The Times last week ran one of their "room for debate" online roundtables, about health insurance mandates. In it, Marcia Angell, the former editor of the New England Journal of Medicine and a supporter of single payer, tries to paint any other system as a giveaway to insurance companies. Says Angell of the mandate to buy insurance:
I live in Massachusetts, where we have one. It requires people to buy private insurance at whatever price the companies choose to charge. As might be expected, this is a windfall for the insurance industry. Premiums are rising much faster than income, benefit packages are getting skimpier, and deductibles and co-payments are going up.
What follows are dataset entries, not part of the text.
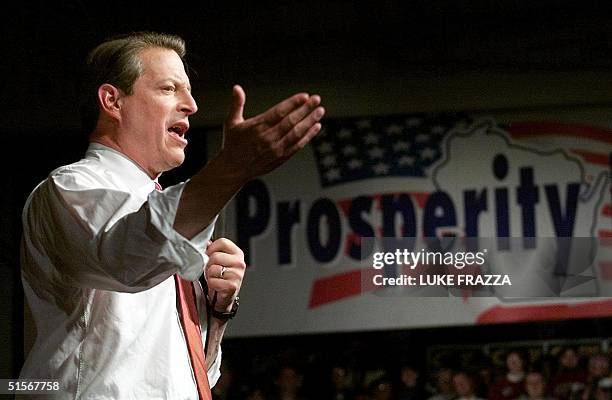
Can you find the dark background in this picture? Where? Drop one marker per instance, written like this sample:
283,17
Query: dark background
271,45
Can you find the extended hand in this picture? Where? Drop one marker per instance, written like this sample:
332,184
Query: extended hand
224,272
258,145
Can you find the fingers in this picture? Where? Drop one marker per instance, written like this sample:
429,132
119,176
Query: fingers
302,131
310,111
235,115
231,261
223,245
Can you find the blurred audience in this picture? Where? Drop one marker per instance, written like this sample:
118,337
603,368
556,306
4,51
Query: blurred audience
511,385
464,386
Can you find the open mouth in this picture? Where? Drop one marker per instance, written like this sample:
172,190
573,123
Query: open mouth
177,132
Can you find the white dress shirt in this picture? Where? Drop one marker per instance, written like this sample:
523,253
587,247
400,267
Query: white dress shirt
98,258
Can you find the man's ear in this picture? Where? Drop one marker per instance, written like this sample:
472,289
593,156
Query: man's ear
109,98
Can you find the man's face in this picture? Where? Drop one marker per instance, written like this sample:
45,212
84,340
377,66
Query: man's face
154,118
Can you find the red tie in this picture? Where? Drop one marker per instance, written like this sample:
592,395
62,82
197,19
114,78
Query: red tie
185,302
190,321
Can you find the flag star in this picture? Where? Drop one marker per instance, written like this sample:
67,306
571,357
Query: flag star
354,163
328,161
349,150
413,121
381,168
394,129
376,152
428,153
344,133
370,138
405,161
333,174
401,145
437,129
325,147
364,124
421,138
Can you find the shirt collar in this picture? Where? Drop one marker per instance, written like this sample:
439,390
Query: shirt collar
121,165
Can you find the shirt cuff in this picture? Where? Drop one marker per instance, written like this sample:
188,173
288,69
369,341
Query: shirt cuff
214,372
163,207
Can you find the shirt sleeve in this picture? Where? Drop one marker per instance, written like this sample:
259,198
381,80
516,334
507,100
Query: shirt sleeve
107,239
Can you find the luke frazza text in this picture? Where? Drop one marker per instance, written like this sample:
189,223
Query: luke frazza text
412,258
447,280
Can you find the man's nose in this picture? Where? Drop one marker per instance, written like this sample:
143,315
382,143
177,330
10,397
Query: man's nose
188,105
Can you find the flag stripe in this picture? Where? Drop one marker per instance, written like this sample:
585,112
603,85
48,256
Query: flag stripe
527,129
593,158
504,314
605,270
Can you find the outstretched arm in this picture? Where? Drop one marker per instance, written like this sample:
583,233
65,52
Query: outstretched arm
252,147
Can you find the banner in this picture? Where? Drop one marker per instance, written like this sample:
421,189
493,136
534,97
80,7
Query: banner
529,198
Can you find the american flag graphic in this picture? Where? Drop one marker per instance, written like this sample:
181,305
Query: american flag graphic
354,149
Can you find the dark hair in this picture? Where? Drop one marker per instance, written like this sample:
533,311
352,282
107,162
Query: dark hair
116,61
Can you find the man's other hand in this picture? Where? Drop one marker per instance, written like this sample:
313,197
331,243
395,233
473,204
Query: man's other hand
224,272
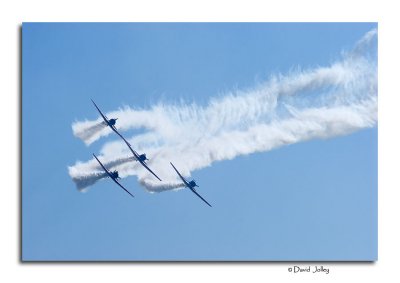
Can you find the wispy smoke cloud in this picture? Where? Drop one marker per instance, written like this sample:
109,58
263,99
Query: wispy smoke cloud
319,103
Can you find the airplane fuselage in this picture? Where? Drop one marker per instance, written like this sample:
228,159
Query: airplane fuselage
143,157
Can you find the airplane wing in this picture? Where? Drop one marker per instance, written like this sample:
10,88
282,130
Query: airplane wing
187,185
138,158
122,187
197,194
102,115
109,174
115,131
145,166
183,179
104,168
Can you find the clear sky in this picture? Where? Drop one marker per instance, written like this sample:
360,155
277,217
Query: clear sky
315,200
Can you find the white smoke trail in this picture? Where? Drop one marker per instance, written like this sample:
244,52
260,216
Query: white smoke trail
320,103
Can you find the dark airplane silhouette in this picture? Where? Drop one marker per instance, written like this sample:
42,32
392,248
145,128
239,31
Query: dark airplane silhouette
108,122
191,185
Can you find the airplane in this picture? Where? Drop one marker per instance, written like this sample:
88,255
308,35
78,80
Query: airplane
109,122
191,185
140,157
113,175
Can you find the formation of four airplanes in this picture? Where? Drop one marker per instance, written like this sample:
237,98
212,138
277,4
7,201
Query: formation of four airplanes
142,159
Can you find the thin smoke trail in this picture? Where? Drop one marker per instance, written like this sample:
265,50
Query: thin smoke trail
319,103
89,132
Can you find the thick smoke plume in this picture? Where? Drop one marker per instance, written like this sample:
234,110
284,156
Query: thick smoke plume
323,102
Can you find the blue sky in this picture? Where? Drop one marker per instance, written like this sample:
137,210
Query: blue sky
314,200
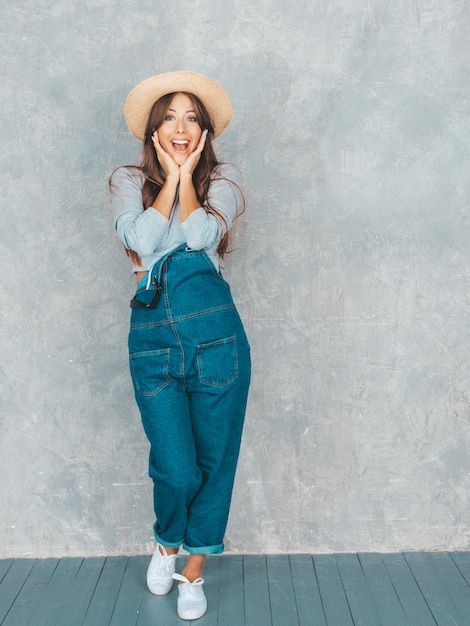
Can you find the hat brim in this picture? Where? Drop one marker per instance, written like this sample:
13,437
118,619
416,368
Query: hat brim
141,99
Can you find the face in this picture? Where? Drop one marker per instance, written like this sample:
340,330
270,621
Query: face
179,133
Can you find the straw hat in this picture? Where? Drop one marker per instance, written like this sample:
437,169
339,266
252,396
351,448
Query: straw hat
142,98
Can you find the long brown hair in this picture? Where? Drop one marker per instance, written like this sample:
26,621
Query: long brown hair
203,175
The idea that people in Massachusetts are buying insurance at "whatever price companies choose to charge" is absolute nonsense. You'd imagine from this that every insurance company in the country is rushing in to squeeze the poor citizens of Massachusetts. But in fact the only insurers that offer individual plans that satisfy the state mandate are non-profit. And while they offer many plans, including very expensive ones, the price of the most basic plans is not "whatever the companies choose" to charge, but fixed by the state. As for this premiums going up: you bet they are. That's because the reality of the "mandate" is that it has plenty of holes, and the first people to sign up have been, as you'd expect, the ones who need the most services.

At least Angell is honest enough to admit that one reason she doesn't like mandates is that she doesn't like any health plan that's not a government run single payer system. I don't think that misrepresenting the alternatives is the way to make that happen--then again, I don't like single payer and don't think it's politically viable anyway, so, like Angell, I'm biased here. I don't love mandates either, but if I had to choose between that and single payer, I'd go for the mandate. The biggest problem in health care isn't figuring out who should pay for it. It's changing how care is delivered so it does more and costs less (you can see some of the problems with the current system on display in Atul Gawande's fantastic article about McAllen, Texas). Neither mandates nor single payer will help on that score, but single payer will just bring us universal Medicare: ever rising costs for over-aggressive, under-effective medicine.